Answer
For the parametrization $(t^3,t^6)$, the area is $\frac{1}{3}$.
For the parametrization $(t^2,t^4)$, the area is $\frac{1}{3}$.
Work Step by Step
1. Parametrization: $(t^3,t^6)$
So, we have
$x\left( t \right) = {t^3}$, $x'\left( t \right) = 3{t^2}$.
$y\left( t \right) = {t^6}$.
Since $x\left( t \right)$ is increasing, the $x$-interval $\left[ {0,1} \right]$ corresponds to the $t$-interval $\left[ {0,1} \right]$.

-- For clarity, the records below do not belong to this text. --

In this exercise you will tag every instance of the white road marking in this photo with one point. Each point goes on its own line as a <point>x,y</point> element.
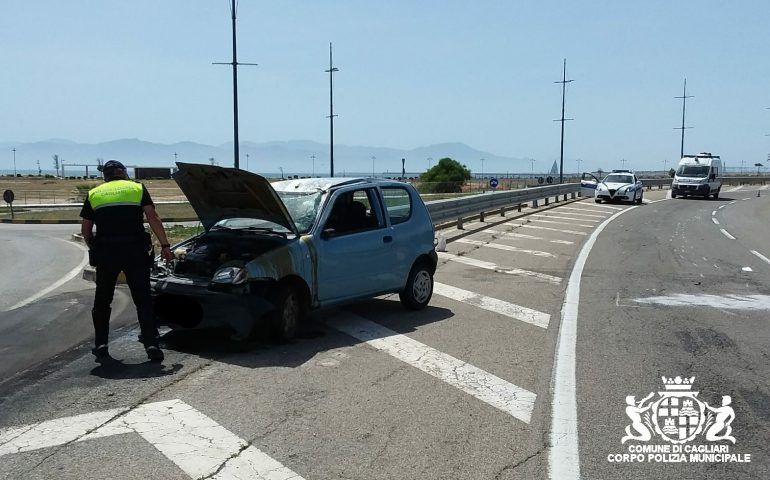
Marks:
<point>508,248</point>
<point>516,401</point>
<point>760,256</point>
<point>66,278</point>
<point>582,210</point>
<point>494,267</point>
<point>194,442</point>
<point>559,217</point>
<point>563,456</point>
<point>573,232</point>
<point>726,234</point>
<point>525,236</point>
<point>727,302</point>
<point>561,223</point>
<point>528,315</point>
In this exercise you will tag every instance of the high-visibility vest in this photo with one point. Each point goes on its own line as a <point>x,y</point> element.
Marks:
<point>116,192</point>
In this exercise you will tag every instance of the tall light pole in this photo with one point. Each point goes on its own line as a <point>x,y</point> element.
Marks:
<point>684,98</point>
<point>234,63</point>
<point>331,71</point>
<point>564,83</point>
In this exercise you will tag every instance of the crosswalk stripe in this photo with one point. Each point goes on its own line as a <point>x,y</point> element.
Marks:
<point>561,223</point>
<point>559,217</point>
<point>524,314</point>
<point>501,394</point>
<point>525,236</point>
<point>604,214</point>
<point>525,225</point>
<point>509,248</point>
<point>494,267</point>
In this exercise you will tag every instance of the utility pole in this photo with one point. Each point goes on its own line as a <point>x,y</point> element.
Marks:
<point>331,71</point>
<point>564,83</point>
<point>684,98</point>
<point>234,63</point>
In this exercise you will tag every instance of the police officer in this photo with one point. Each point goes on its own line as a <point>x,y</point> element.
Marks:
<point>122,245</point>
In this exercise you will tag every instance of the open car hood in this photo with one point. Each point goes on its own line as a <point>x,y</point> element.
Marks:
<point>218,193</point>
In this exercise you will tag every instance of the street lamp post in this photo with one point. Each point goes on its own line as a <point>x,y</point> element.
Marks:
<point>331,71</point>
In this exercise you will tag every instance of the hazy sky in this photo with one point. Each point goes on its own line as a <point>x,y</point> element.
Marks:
<point>411,73</point>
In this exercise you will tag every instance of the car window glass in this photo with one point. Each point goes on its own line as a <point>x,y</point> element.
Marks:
<point>353,211</point>
<point>398,204</point>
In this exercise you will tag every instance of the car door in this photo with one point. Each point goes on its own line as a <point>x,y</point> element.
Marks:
<point>354,248</point>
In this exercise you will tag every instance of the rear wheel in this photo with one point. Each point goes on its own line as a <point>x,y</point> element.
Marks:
<point>419,287</point>
<point>288,313</point>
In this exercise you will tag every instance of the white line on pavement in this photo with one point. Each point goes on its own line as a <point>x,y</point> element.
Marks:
<point>194,442</point>
<point>494,267</point>
<point>726,234</point>
<point>528,315</point>
<point>564,456</point>
<point>525,225</point>
<point>760,256</point>
<point>508,248</point>
<point>561,223</point>
<point>66,278</point>
<point>488,388</point>
<point>525,236</point>
<point>559,217</point>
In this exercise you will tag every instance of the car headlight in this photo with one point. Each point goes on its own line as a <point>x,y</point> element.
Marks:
<point>230,275</point>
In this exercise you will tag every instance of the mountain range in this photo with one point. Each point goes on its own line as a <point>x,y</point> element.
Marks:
<point>291,157</point>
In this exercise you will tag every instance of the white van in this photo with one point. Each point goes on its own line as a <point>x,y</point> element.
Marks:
<point>699,175</point>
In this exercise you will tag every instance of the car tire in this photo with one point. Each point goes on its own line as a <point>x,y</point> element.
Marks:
<point>288,313</point>
<point>419,287</point>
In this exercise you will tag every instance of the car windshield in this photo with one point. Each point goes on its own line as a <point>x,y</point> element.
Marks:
<point>693,170</point>
<point>303,207</point>
<point>619,179</point>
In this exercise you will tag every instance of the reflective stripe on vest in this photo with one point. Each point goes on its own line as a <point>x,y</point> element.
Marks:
<point>116,192</point>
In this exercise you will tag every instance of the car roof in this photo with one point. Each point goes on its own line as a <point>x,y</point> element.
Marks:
<point>306,185</point>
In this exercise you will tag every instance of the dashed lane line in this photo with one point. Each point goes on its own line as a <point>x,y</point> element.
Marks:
<point>508,248</point>
<point>525,236</point>
<point>726,234</point>
<point>760,256</point>
<point>526,225</point>
<point>511,310</point>
<point>494,267</point>
<point>192,441</point>
<point>501,394</point>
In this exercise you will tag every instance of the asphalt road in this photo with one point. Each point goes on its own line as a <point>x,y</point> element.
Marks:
<point>463,389</point>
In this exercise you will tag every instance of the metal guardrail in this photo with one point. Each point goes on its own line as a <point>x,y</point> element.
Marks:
<point>443,211</point>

Using Eq. (11) the area is
$A = \mathop \smallint \limits_{t = 0}^1 {t^6}\left( {3{t^2}} \right){\rm{d}}t = 3\mathop \smallint \limits_{t = 0}^1 {t^8}{\rm{d}}t = \frac{3}{9}{t^9}|_0^1 = \frac{1}{3}$.
2. Parametrization: $(t^2,t^4)$
So, we have
$x\left( t \right) = {t^2}$, $x'\left( t \right) = 2t$.
$y\left( t \right) = {t^4}$.
Since $x\left( t \right)$ is increasing, the $x$-interval $\left[ {0,1} \right]$ corresponds to the $t$-interval $\left[ {0,1} \right]$.
Using Eq. (11) the area is
$A = \mathop \smallint \limits_{t = 0}^1 {t^4}\left( {2t} \right){\rm{d}}t = 2\mathop \smallint \limits_{t = 0}^1 {t^5}{\rm{d}}t = \frac{2}{6}{t^6}|_0^1 = \frac{1}{3}$.